Montague’s subsequent experiments have been decidedly less murky. Since that inaugural inking incident, she and her colleagues have established a cuttlefish breeding program, sequenced the organism’s genome and transcriptome, described its stages of embryonic development and created 3D maps of its brain and internal organs. They have developed a digital tank to test camouflage in a form of virtual reality and are engineering transgenic lines and adapting existing miniature microscopes for use underwater to explore how cuttlefish conjure up their deft disguises.
Outside her own laboratory confines, Montague helps to facilitate other transformations: She teaches undergraduate neuroscience courses at local correctional facilities, runs biology workshops for high-school students in Ghana, and mentored a student in the United Arab Emirates who launched a DNA experiment into space.

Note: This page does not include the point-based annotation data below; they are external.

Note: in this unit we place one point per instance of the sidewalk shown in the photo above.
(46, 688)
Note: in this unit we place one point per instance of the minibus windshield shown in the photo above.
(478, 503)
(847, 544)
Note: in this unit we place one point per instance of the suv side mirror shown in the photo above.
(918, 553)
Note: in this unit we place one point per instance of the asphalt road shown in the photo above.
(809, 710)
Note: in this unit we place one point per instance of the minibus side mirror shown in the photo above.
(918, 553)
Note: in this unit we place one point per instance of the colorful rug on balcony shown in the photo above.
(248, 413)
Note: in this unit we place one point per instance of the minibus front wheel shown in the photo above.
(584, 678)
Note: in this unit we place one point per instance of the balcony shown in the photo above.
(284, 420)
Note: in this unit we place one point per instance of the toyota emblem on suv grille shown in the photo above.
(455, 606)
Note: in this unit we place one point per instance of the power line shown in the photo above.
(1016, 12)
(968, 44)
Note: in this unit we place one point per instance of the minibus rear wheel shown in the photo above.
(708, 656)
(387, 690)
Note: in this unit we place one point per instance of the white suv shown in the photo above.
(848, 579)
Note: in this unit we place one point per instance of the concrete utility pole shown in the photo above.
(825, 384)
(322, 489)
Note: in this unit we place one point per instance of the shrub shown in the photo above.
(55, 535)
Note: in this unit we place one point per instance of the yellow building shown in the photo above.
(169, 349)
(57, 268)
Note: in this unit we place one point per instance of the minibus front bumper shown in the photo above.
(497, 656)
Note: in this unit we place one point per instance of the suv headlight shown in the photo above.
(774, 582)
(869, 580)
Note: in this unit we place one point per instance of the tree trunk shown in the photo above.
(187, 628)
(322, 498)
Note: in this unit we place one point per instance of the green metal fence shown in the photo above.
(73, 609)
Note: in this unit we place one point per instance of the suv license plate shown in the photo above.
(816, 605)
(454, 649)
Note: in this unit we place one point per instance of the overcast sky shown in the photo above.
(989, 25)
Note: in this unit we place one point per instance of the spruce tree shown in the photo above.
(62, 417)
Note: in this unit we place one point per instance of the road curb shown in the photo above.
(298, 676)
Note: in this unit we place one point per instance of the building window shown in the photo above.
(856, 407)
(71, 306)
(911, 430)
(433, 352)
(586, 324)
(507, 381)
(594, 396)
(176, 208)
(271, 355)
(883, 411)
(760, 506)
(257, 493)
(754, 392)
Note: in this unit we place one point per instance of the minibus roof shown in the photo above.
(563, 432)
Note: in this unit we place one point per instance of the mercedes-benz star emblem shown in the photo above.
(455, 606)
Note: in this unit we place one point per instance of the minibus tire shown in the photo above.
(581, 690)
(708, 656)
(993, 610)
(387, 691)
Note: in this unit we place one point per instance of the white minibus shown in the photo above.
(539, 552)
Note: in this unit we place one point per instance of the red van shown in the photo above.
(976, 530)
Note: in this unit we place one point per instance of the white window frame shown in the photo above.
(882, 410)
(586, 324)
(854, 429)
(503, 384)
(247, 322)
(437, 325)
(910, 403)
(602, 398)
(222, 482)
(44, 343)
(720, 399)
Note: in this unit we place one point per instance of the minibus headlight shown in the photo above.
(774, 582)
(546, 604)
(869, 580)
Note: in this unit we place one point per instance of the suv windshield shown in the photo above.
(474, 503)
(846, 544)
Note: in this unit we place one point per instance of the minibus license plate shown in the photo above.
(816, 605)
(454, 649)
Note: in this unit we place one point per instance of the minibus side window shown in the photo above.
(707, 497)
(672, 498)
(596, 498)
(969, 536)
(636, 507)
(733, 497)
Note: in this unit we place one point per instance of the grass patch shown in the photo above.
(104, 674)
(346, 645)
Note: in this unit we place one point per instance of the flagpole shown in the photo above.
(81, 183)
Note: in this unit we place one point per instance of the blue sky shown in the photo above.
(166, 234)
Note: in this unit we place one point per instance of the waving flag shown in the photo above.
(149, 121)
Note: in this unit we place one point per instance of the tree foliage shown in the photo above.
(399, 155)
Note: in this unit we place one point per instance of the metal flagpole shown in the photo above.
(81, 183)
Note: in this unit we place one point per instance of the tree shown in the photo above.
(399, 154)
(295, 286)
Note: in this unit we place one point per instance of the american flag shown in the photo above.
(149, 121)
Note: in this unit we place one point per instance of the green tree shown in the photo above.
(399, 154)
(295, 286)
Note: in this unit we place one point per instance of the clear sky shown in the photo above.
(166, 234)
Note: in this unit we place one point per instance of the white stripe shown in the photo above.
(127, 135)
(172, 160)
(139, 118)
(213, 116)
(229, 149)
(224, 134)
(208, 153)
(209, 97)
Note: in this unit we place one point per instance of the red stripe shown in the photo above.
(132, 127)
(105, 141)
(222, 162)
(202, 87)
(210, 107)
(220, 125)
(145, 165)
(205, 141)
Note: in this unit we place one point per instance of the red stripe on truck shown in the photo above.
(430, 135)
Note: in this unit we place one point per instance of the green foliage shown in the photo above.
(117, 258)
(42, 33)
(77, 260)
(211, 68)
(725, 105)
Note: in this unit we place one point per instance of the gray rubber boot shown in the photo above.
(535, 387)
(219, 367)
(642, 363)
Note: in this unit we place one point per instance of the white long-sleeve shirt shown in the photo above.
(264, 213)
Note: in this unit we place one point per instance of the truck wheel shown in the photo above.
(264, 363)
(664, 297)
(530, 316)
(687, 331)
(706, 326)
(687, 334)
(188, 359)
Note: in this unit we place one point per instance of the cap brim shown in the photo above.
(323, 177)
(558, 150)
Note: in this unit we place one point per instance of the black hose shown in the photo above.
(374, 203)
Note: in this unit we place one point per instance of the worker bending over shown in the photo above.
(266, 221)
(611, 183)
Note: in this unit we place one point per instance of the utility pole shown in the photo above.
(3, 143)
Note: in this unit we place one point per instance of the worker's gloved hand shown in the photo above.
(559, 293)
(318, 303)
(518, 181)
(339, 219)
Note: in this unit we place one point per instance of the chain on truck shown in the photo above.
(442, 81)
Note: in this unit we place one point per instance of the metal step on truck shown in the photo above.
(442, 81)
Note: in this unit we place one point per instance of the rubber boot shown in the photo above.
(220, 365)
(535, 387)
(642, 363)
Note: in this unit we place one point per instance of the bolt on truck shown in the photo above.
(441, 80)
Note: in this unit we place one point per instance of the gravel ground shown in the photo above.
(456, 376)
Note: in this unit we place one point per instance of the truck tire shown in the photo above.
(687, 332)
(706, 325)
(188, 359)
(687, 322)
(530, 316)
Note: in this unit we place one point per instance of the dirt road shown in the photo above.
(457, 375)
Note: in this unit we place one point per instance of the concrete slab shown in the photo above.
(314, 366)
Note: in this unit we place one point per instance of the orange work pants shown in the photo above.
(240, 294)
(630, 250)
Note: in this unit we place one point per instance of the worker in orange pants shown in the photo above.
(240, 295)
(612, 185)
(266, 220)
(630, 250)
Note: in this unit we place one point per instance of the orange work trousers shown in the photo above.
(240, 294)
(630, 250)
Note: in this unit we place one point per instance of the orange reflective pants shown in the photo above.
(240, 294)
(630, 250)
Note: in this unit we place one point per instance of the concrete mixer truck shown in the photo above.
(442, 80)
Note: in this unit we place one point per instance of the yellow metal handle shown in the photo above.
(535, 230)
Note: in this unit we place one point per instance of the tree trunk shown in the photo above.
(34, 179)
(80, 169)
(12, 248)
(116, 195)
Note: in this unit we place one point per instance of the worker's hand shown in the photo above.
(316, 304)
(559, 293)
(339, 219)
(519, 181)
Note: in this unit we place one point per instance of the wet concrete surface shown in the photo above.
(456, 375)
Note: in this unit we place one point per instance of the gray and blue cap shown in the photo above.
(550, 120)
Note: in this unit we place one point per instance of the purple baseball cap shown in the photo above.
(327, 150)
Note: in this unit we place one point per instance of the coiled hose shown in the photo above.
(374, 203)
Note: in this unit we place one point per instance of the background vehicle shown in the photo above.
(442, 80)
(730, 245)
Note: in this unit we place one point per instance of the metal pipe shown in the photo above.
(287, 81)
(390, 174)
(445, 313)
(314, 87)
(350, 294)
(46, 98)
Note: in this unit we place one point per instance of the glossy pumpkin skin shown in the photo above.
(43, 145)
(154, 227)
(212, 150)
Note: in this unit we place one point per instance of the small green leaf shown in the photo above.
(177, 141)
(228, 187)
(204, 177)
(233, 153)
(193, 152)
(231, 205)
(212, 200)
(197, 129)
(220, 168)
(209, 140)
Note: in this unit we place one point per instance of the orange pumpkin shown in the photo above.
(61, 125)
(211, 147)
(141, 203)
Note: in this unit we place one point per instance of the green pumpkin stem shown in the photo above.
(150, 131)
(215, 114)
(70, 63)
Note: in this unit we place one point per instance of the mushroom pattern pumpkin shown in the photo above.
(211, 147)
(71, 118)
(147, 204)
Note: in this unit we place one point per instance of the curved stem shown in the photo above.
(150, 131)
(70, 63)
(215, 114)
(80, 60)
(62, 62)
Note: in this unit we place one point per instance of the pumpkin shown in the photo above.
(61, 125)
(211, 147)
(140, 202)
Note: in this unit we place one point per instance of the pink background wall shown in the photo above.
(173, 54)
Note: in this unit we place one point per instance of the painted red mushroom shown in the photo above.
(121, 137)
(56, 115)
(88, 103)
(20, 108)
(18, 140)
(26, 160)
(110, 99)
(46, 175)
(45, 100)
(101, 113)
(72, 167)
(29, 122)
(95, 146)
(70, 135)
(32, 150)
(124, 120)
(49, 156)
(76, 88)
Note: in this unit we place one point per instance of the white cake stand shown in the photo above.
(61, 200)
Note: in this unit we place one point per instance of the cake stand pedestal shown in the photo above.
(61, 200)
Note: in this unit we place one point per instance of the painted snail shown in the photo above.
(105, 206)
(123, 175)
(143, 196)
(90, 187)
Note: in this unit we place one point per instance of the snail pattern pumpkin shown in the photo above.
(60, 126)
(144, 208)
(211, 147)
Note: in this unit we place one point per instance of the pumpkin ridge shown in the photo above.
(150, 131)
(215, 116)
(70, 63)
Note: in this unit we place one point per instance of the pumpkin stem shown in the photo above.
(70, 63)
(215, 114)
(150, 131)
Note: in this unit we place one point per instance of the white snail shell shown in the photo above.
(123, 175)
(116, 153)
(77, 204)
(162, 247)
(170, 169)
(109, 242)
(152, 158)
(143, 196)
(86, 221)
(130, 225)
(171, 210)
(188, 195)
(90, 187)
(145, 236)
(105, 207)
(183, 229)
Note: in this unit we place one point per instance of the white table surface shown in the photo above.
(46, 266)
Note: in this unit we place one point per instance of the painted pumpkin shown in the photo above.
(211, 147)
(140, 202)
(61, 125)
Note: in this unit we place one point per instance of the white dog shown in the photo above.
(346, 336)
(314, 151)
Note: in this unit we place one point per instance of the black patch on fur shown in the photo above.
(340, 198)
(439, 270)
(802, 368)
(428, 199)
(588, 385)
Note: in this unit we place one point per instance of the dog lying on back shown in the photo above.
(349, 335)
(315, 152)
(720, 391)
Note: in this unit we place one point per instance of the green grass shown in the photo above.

“I’m a big believer in the power of education, and that people should have second chances,” Montague says.
The Transmitter spoke with Montague about her work to decipher cuttlefish camouflage, her various educational efforts, and how she contemplated a career as a CIA agent.
This interview has been edited for length and clarity.
The Transmitter: What “big question” drives your research?
Tessa Montague: I’m interested in how the brain creates an internal representation of the visual world. Cephalopods recreate their surroundings on their skin during camouflaging, by changing the color, pattern and texture of their skin. Their skin display is controlled by motor neurons projecting from their brain. So their skin creates a manifestation of the neural activity in their brain, and it shows us the animal’s visual perception of the external world. We’re using this camouflaging behavior to tease apart how the physical world is represented in the brain.
The most exciting part of the project is that it requires the intersection of so many disciplines. Our team includes an artist, an aquatics expert, a computer scientist, an imaging specialist, a neuroscientist and me, a molecular biologist. We need all this expertise to understand cuttlefish at the ecological, neurological, behavioral and molecular level. I love this melting pot.